See references/bug-categories.md for common bug taxonomies to help learners classify their bugs in Phase 8.

Skill Triggers

Entry points:

• "Help me debug this"
• "My code isn't working and I don't know how to find the problem"
• "Something's wrong but I don't know where to start"
• "I can see the symptom but not the cause"
• When learner encounters unexpected behavior and wants to learn debugging process (not just the fix)

Relationship to Other Skills

| Skill | Relationship | Transition Pattern |

|-------|-------------|-------------------|

| explain-code-concepts | Downstream path | "Bug reveals a conceptual gap" → explain-code-concepts |

| find-core-ideas | Downstream path | "Root cause reveals misunderstanding" → find-core-ideas |

When these transition triggers appear, suggest the other skill: "It sounds like there's a deeper concept you'd like to understand.
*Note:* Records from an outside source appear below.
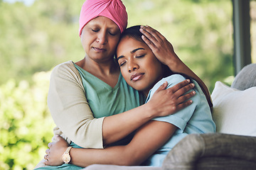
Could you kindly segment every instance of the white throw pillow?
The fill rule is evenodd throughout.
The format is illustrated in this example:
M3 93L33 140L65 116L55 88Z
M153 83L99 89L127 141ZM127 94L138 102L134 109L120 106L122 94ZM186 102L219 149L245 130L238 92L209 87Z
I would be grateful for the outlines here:
M218 132L256 136L256 87L239 91L217 81L211 97Z

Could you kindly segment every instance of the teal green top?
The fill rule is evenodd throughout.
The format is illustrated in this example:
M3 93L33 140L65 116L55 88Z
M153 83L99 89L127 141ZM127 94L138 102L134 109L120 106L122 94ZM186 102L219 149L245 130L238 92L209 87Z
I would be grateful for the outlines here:
M82 80L86 98L95 118L125 112L139 106L145 98L122 76L114 88L75 64Z
M77 64L74 65L81 76L86 98L95 118L121 113L144 103L146 98L144 95L129 86L121 73L117 85L112 88ZM113 145L127 144L130 138L124 139ZM74 142L72 142L70 146L81 148ZM63 164L57 166L46 166L36 169L58 169L76 170L82 168L73 164Z

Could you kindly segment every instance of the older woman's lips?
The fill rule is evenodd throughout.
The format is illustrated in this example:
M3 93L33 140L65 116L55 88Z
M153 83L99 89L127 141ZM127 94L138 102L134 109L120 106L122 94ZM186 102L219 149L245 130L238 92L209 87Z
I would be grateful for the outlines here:
M144 73L137 73L131 76L131 80L132 81L137 81L142 78Z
The [skill-name] skill is designed for exactly that."

---

See examples/ for test scenarios showing expected skill behavior across different learner situations:

• Happy path debugging sessions
• Stuck learners needing hint escalation
• Gate enforcement when learners try to skip steps
• Complex multi-layer debugging cases

These scenarios include verification checklists. See examples/README.md for the testing protocol.